Recently a page about Freedom of Information Act (FOIA) requests was added to this site (copblock.org/foia) in the hope that it lessens the learning curve on how to use that tool to obtain information and thus achieve greater transparency from those who purport to work for us.
Yesterday I received an email that informed me about a presentation given in 2010 at the Next HOPE (Hackers on Planet Earth) conference entitled “Rummaging in the Government’s Attic: Lessons Learned from More Than 1,000 Freedom of Information Act Requests,” which provides a lot of insight into the process and thus I felt should be shared here.

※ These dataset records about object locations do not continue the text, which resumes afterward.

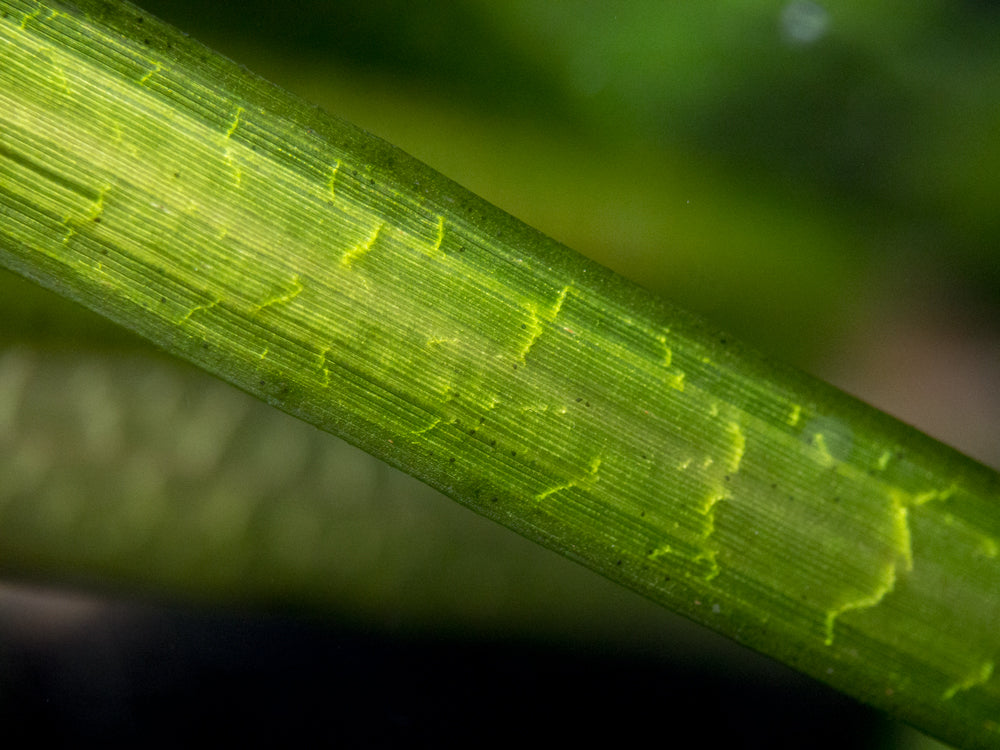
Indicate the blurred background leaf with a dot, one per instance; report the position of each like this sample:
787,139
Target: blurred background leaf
819,178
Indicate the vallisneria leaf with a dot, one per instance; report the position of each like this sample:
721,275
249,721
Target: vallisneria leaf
330,274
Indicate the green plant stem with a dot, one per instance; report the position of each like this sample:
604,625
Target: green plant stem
335,277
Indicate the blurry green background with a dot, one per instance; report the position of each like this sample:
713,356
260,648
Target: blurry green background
819,178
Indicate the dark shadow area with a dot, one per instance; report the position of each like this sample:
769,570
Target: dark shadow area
160,677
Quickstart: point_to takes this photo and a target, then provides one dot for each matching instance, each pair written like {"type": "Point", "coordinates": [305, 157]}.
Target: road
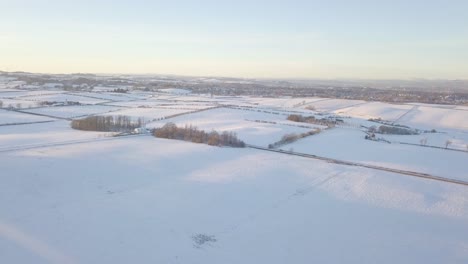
{"type": "Point", "coordinates": [363, 165]}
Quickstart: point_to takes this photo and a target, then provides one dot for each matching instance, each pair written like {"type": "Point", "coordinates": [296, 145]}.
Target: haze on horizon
{"type": "Point", "coordinates": [261, 39]}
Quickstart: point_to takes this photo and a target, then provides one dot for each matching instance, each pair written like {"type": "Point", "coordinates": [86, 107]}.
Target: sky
{"type": "Point", "coordinates": [365, 39]}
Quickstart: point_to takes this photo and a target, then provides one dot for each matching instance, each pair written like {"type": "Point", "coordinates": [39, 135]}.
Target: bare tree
{"type": "Point", "coordinates": [423, 141]}
{"type": "Point", "coordinates": [447, 143]}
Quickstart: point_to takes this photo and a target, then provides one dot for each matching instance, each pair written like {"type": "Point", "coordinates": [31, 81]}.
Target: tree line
{"type": "Point", "coordinates": [107, 123]}
{"type": "Point", "coordinates": [290, 138]}
{"type": "Point", "coordinates": [192, 134]}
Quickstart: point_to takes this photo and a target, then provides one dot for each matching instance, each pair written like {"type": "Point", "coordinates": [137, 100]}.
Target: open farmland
{"type": "Point", "coordinates": [72, 196]}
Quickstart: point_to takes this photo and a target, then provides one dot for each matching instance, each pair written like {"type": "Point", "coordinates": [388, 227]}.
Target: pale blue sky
{"type": "Point", "coordinates": [280, 39]}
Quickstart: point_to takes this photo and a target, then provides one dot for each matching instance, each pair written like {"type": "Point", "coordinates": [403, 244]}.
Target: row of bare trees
{"type": "Point", "coordinates": [107, 123]}
{"type": "Point", "coordinates": [192, 134]}
{"type": "Point", "coordinates": [290, 138]}
{"type": "Point", "coordinates": [312, 120]}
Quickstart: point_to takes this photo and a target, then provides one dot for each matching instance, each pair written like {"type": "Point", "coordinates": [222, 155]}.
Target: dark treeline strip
{"type": "Point", "coordinates": [192, 134]}
{"type": "Point", "coordinates": [313, 120]}
{"type": "Point", "coordinates": [290, 138]}
{"type": "Point", "coordinates": [106, 123]}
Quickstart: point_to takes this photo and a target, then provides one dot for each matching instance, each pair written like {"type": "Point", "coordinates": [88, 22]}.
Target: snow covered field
{"type": "Point", "coordinates": [241, 122]}
{"type": "Point", "coordinates": [73, 111]}
{"type": "Point", "coordinates": [11, 117]}
{"type": "Point", "coordinates": [149, 200]}
{"type": "Point", "coordinates": [70, 196]}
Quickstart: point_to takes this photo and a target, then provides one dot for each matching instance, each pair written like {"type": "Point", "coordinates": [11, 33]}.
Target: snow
{"type": "Point", "coordinates": [175, 91]}
{"type": "Point", "coordinates": [147, 113]}
{"type": "Point", "coordinates": [70, 196]}
{"type": "Point", "coordinates": [73, 111]}
{"type": "Point", "coordinates": [431, 117]}
{"type": "Point", "coordinates": [349, 144]}
{"type": "Point", "coordinates": [43, 134]}
{"type": "Point", "coordinates": [69, 98]}
{"type": "Point", "coordinates": [130, 200]}
{"type": "Point", "coordinates": [241, 122]}
{"type": "Point", "coordinates": [11, 117]}
{"type": "Point", "coordinates": [376, 110]}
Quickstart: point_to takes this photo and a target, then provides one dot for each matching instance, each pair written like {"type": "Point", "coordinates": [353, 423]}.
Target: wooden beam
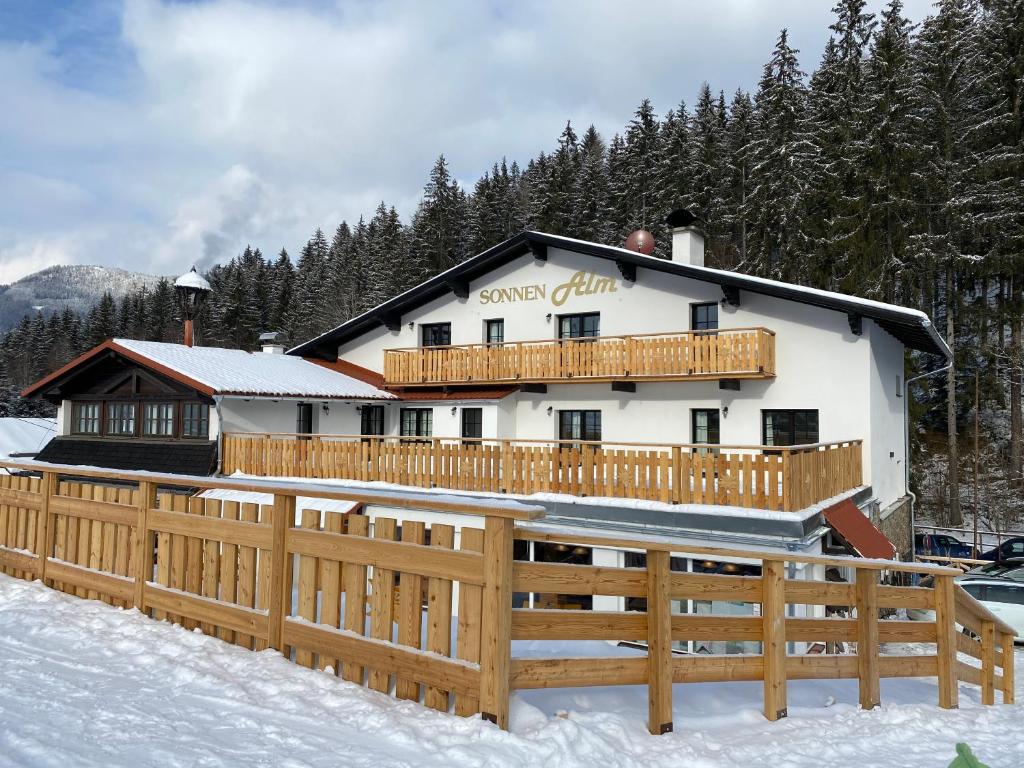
{"type": "Point", "coordinates": [945, 628]}
{"type": "Point", "coordinates": [773, 621]}
{"type": "Point", "coordinates": [867, 638]}
{"type": "Point", "coordinates": [658, 642]}
{"type": "Point", "coordinates": [496, 636]}
{"type": "Point", "coordinates": [281, 565]}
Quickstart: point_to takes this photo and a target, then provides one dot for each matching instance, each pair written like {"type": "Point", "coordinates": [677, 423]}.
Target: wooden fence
{"type": "Point", "coordinates": [735, 353]}
{"type": "Point", "coordinates": [376, 606]}
{"type": "Point", "coordinates": [787, 478]}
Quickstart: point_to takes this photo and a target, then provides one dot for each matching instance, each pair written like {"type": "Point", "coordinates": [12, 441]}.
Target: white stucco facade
{"type": "Point", "coordinates": [853, 381]}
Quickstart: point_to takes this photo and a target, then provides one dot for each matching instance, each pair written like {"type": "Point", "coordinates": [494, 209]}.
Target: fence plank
{"type": "Point", "coordinates": [355, 597]}
{"type": "Point", "coordinates": [411, 609]}
{"type": "Point", "coordinates": [773, 625]}
{"type": "Point", "coordinates": [382, 603]}
{"type": "Point", "coordinates": [439, 614]}
{"type": "Point", "coordinates": [658, 642]}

Listen to the 50-minute presentation (Note that the window shows a longer length, but the presentation, with Q&A, does run 50-minutes.)
Video of the presentation
Embedded below are the slides used in the presentation
The talk suggests ways you can maximize the information returned while keeping your costs down, as well as obtain information that may not be mentioned elsewhere. For example, you could:
- include only four sentences on your Freedom of Information Act (FOIA) request
- solicit restricted reports (or the first five pages of each restricted report to keep costs down, then if warranted follow-up to obtain the entire report) related to XXXXXXX (specific timeframe/event/etc)
- request lists of documents that’ll identify other documents, entire databases or all closed reports at that agency
- ask for documents electronically (easier to share, less expensive)
- be tenacious – if your request is rejected or if an exemption is cited that could have been done in error – follow-up
The pair also mentioned that there are about 300-400 employed within federal executive agencies to facilitate FOIA requests, point out the high level of involvement of Department of Defense employees in controlling its branding through Hollywood, and notes that requests made today, verses those using the same language even ten years ago, may return more information due to policy changes related to openness of government, and much more.